Die mij slechts wil

Ik ben er uiteindelijk maar aan gewend geraakt. Klok- en borrelgeluiden doen me nu niets meer. Schimmen van licht en donker, onwennig schudden en een pallet van zoetzuurzout – ze zijn mijn vrienden geworden. Maar mijn grootste vriend is het aan- en uitzuigende geluid dat mij het besef van tijd gegeven heeft. In het begin was het anders. Toen wist ik niet wat er allemaal om me heen gebeurde, laat staan met mezelf. Nu wacht ik vaak geduldig op een vrouwenhand die het water in beweging brengt en mijn jonge rug masseert. En als het stil wordt en de eenzaamheid zich voelen laat toost ik mezelf – mijn vingerhand, hij weet de weg.

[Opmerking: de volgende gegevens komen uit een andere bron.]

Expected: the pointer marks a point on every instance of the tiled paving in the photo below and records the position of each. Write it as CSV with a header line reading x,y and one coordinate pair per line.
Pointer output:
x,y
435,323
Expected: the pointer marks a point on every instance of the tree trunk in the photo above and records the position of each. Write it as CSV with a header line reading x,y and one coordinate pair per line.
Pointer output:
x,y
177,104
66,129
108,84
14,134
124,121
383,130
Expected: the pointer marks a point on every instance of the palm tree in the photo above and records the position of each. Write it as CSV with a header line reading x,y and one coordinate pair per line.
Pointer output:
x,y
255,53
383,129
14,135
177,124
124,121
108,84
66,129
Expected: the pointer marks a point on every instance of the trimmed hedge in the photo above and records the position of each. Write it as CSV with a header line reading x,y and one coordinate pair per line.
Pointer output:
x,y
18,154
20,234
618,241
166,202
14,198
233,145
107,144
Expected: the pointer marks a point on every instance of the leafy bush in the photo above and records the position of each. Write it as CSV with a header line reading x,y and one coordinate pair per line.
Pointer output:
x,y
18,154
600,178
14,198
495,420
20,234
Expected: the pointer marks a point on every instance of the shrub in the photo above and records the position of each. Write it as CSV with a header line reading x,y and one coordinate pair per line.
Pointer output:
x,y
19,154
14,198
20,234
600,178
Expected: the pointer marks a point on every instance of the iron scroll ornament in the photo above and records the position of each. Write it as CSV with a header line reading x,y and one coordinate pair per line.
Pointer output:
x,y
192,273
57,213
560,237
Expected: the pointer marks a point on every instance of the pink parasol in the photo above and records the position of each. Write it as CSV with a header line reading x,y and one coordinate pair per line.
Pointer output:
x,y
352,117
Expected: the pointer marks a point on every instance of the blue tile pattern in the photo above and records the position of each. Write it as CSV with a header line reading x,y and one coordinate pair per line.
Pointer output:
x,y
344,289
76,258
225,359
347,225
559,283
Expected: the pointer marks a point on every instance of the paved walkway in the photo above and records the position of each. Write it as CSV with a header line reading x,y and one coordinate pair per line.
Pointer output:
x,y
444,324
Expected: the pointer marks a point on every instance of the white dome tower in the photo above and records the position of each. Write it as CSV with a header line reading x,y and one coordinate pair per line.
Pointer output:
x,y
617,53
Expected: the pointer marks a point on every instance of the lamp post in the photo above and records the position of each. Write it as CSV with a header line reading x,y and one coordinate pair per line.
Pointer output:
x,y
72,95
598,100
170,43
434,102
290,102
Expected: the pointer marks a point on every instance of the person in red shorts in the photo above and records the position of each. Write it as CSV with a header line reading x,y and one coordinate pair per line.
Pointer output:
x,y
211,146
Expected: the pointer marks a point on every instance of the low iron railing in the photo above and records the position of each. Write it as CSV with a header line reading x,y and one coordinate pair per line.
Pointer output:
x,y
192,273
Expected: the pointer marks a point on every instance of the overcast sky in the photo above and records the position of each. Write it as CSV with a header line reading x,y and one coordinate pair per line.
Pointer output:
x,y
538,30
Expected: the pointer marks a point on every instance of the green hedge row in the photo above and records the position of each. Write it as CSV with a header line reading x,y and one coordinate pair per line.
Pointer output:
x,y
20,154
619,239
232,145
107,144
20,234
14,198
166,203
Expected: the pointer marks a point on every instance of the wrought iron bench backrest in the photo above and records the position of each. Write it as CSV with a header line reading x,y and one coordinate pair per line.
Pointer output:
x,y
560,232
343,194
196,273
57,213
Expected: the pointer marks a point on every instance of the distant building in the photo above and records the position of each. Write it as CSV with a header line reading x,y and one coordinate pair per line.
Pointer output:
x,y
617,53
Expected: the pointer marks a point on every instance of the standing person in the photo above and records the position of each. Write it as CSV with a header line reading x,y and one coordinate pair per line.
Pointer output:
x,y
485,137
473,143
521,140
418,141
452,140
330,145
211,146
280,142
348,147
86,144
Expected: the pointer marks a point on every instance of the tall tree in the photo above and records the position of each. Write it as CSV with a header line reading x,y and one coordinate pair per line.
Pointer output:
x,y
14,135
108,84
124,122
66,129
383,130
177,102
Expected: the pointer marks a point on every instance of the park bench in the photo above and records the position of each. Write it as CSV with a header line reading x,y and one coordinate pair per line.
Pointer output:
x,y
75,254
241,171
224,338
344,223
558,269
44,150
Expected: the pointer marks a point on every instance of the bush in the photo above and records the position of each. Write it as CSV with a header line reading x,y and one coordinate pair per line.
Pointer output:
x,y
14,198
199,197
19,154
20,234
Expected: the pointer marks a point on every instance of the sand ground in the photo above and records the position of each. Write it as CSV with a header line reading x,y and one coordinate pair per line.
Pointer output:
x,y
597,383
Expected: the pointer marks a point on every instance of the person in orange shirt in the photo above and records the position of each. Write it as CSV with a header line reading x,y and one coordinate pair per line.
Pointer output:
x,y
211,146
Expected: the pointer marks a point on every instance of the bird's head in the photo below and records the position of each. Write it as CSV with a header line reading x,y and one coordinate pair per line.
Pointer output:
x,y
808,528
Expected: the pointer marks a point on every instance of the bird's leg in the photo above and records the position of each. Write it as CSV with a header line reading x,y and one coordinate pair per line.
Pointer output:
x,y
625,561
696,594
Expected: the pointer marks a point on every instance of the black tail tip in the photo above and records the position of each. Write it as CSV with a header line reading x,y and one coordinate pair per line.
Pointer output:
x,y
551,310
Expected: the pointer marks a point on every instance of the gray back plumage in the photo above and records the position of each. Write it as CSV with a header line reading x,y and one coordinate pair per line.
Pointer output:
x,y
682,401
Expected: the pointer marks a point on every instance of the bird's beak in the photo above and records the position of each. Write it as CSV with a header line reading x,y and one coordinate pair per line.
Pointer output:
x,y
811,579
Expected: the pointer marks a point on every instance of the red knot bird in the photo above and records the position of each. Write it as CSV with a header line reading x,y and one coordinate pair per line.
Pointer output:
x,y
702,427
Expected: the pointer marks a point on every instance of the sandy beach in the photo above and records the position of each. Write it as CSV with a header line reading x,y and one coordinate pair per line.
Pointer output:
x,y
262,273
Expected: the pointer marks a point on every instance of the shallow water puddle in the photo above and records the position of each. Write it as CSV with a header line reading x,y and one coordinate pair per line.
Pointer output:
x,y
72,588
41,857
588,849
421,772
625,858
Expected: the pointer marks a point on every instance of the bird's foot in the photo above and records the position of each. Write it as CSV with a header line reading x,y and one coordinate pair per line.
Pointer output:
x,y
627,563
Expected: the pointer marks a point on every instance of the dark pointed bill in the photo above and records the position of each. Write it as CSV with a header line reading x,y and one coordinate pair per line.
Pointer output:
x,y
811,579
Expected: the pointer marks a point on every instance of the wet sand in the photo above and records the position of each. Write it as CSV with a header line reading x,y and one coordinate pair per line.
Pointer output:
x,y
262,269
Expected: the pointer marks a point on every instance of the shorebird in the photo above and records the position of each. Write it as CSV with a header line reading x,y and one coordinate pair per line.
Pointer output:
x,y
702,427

Vandaag is onrust mij de baas. De afgelopen twee weken is mijn vrijheid steeds verder ingeperkt. De koprol van vorige week lukt al niet meer. En er zijn steeds hardere geluiden. Lange reeksen van monotone doffe klanken hebben de plaats ingenomen van de aaneengeregen zangerige tonen die mij leerden wat vertrouwen is. En steeds meer handen, terwijl ik slechts die ene wil – die mij slechts wil. 

Zo gaat het nu al een tijdje en dat begint me aardig te vervelen. Iedere keer als ik mij beweeg perst het suizende water zich rond mijn opgevouwen lijf. Nu zitten zelfs mijn handen onbeweeglijk klem en voelen mijn strekkende benen hoe ze halverwege zachthandig teruggeduwd worden – aarzelend en voor even. Dan is er weer wat meer bewegingsruimte en kan ik afwisselend mijn linker- en rechterbeen strekken, of mijn beide armen in omgekeerde volgorde. Dan is het weer rustig – maar niet voor lang. 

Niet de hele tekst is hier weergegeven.